Gespannt bin ich darauf, wie mir die Kurosawa-Adaptionen//Interpretationen/Inspirationen der verschiedenen Shakespearstoffe gefallen werden. Ich fand nämlich die Story bei Shakespeare immer besser als die (Form der) Dialoge und der Gore bei Polanskis MacBeth (ich glaube, dass war auch die Shakespeare-Verfilmung, die mir am besten gefallen hat) hat dem Film auch ganz gut getan  :king: ;)

Tja, jetzt hab ich mit dem letzten Satz meinen Ruf wohl vollends ruiniert  :icon_lol:

Zitat von: PierrotLeFou am 28 März 2010, 04:15:28
... aber es spricht ja nichts dagegen, wenn ein talentierter Regisseur ein opulentes, bildgewaltiges Spektakel aus einem Stück macht. (Damit bin ich jetzt wohl bei einem nichtssagenden "Egal wie, hauptsache gut" angekommen... :icon_mrgreen:)

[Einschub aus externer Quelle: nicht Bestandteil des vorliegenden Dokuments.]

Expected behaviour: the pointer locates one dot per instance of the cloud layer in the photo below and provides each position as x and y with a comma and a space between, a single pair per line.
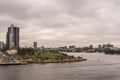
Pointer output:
62, 22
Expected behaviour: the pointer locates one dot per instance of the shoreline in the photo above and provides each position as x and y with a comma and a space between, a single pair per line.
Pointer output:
25, 62
54, 61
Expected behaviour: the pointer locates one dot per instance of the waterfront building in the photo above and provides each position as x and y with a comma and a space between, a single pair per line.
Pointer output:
35, 45
2, 45
12, 37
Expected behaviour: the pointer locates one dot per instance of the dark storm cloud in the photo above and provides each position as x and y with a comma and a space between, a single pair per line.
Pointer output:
62, 22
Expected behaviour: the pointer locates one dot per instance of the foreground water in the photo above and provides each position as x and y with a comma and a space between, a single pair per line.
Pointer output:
98, 67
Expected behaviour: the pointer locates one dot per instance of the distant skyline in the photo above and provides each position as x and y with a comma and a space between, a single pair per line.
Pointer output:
54, 23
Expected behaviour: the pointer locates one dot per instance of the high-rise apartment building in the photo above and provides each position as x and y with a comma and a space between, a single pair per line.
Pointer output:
12, 37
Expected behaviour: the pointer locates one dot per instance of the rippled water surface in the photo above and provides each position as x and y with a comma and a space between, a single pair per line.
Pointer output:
98, 67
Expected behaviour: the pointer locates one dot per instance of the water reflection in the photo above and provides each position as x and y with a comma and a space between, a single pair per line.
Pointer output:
107, 68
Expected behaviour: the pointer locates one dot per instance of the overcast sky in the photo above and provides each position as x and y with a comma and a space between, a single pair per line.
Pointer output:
55, 23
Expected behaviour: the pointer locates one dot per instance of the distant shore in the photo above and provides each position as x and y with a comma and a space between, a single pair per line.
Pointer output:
55, 61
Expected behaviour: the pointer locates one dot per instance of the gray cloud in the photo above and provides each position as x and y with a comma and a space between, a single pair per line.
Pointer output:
62, 22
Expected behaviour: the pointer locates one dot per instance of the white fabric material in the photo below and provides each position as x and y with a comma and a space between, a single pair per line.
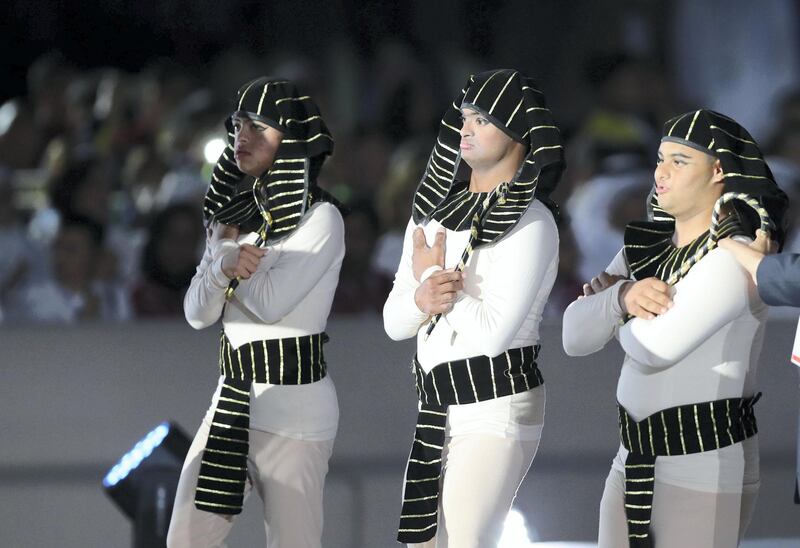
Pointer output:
288, 474
680, 516
289, 295
476, 498
505, 290
704, 348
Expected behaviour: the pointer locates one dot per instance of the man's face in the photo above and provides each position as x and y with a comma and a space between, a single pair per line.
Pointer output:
688, 182
74, 257
482, 143
254, 145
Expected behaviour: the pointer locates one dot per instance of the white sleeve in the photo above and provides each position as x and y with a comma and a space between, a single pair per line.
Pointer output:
519, 263
205, 297
590, 322
401, 316
284, 279
715, 292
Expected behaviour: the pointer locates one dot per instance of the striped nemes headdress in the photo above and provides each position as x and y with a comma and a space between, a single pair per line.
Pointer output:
745, 170
648, 245
291, 181
513, 103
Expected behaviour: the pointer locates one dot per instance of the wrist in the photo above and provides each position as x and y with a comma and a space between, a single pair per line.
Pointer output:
428, 272
622, 291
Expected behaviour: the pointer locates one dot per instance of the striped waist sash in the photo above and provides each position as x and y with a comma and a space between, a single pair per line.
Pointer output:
223, 469
452, 383
683, 430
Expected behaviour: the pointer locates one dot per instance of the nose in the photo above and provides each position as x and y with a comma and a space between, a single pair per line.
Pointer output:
242, 135
661, 172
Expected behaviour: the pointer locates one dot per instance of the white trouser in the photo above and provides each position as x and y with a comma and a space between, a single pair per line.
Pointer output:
682, 518
481, 475
289, 476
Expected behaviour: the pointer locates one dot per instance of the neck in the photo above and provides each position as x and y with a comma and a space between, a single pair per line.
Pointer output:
690, 227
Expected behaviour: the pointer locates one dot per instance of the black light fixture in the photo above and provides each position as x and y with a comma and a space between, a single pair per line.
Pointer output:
144, 481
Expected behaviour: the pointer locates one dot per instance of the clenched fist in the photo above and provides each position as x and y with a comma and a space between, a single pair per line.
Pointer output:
438, 293
645, 299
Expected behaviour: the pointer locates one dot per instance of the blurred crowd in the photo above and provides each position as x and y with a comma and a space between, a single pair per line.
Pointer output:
102, 172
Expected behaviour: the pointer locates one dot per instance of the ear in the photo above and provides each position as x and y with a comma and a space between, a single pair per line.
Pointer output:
718, 176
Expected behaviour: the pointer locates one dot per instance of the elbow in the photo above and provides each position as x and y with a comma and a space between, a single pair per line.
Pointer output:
196, 322
394, 330
572, 347
493, 348
656, 358
573, 340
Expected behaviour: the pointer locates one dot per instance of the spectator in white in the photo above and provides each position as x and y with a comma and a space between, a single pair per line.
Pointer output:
73, 292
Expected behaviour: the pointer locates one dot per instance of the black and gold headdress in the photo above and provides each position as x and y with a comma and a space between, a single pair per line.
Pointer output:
290, 184
749, 186
513, 103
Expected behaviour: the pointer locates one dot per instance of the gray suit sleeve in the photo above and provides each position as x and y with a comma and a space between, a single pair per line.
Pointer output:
779, 279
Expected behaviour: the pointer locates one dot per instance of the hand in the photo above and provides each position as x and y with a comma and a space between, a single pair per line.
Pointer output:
438, 293
425, 257
750, 256
645, 299
603, 281
242, 263
762, 244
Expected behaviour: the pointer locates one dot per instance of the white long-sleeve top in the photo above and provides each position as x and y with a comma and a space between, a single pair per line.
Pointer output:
506, 287
289, 295
704, 348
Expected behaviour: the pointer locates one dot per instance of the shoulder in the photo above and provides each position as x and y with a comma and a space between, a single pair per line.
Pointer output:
538, 218
322, 221
322, 215
721, 266
536, 229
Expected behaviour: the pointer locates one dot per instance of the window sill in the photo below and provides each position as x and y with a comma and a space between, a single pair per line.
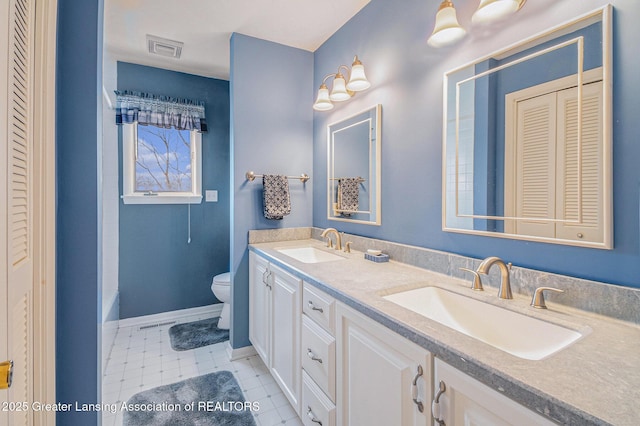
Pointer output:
162, 199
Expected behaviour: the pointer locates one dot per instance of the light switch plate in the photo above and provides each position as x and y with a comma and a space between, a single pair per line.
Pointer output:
211, 195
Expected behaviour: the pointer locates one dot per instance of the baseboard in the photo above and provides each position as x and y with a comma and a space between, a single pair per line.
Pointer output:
212, 310
238, 353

Was ich mal interessant finden würde, was aber natürlich gänzlich unmöglich ist herauszufinden ist, wie sein Werk wohl aussehen würde, wenn es damals schon den Film gegeben hätte, ob er sich dran gewagt hätte, weil es zu manchen seiner Stoffe einfach besser passt und wir von manchen noch Kopien oder Fragmente bei MoMA hätten?.....

jororo

Shakespeare setzt man am Besten um,indem man sich auf die Stärke, nämlich die Sprache, verlässt. ich persönlich bewundere Shakespeare sehr (muss ich als Englischlehrer auch, auch wenn ich an einer Berufsschule bin WO NICHT MAL IM ABITURBILDUNGSGANG SHAKESPEARE GELEHRT WIRD!! Super NRW! Zum Glück konnte ich den Namen immer wieder mal einflechten), und finde jedes seiner Stücke zumindest interessant. Kenneth Branagh mit seinem Hang zum Egomanen ist hervorragend für Shakespeare (als Henry oder auch Jago), die Richard III Version mit Sir Ian McKellen ist auch sehr gelungen.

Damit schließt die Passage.